カルチャー
[サイジョの本棚]

本国で13万部の大ヒット! 注目の韓国文学『わたしに無害なひと』が、“私たち”に響くワケ

2020/07/17 17:30
保田夏子

 本作の最も特徴的で巧みな構造は、そんな“強者の無神経さや残酷さ”を嫌悪している語り手のほとんどが、大切な相手を“無神経で残酷に”傷つけてしまった過去を回想しているところだ。

 自分の意向なのに「あなたのためだ」と恋人に別れを切り出したイギョン(「あの夏」)、親友の真剣な苦しみと愛情をまともに取り合おうとしなかったナビ(「砂の家」)、カムアウトした友人を「人間じゃないみたいに」見て何も言えなかったミジュ(「告白」)――。人を傷つける無神経な振る舞いを憎んでいるのに、相手との関係において知らず知らず“強者”の側に立っていた時、大事だった相手に自分が同じことをしてしまう。そんな人間の弱さや醜さも含めて描き切っているからこそ、単なる“きれいな思い出”で終わらないインパクトを読者の胸に残していく。

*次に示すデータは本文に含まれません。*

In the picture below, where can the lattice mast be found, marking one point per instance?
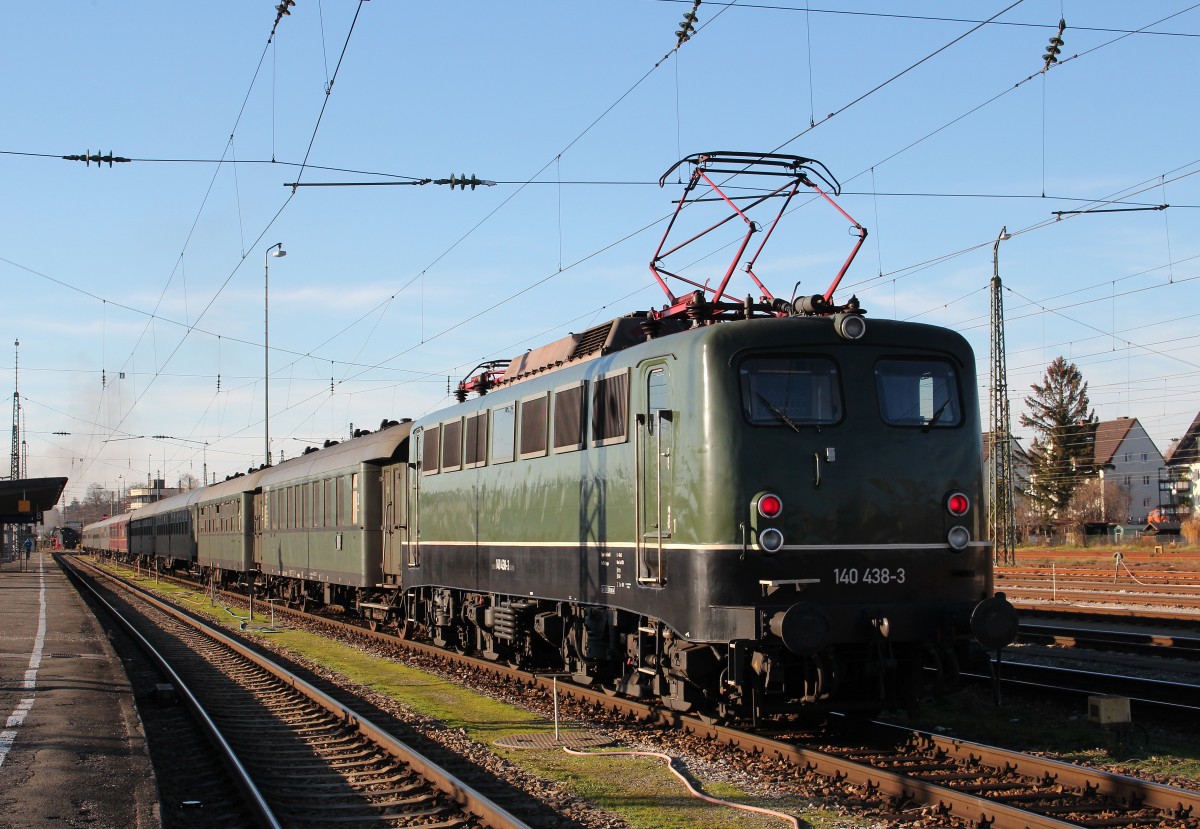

 「差しのべる手」で描かれる、突然消息を絶った叔母のステージをこっそり観に行った語り手・ヘインが「暗いほうからは明るいほうがよく見えるでしょ。でも、どうして明るいほうからは暗いほうがよく見えないのかな」という言葉をふいに受け取るエピソードも暗示的だ。明るい場所に立つ人には、普通にしていたら暗いほうに立つ人が見えない。明るいほう――強いほうが弱者に無神経になれるのは、とびきりひどい悪人だからとは限らない。もしかしたら、自分も「明るいほう」に立ってしまえば、暗いほう――弱いほうの痛みは、目を凝らさなければ、想像しなければ、見えにくいものなかもしれない。

 弱いほうに立つ誰かを傷つけたくはない。それでも、一切誰も傷つけずに「無害」に生きてきたと胸を張って言える人は、ほとんどいない。語り手たちは、そのことにうっすら気づいていながらも、自分が「有害なひと」であった瞬間に鈍感になれない。その繊細さを少しじれったく感じつつも、「仕方がなかった」「相手も悪かった」と開き直れずに誠実にもがく彼女ら彼らの様子が、不思議と自分自身の忘れたくても忘れられない苦い記憶や傷を探し当てる。しかし、遠い過去となったからこそ、一歩引いてみられるようになっている自分に気づくはずだ。年を重ねるたびに味わい深くなる、何度でも読み返したい1冊だ。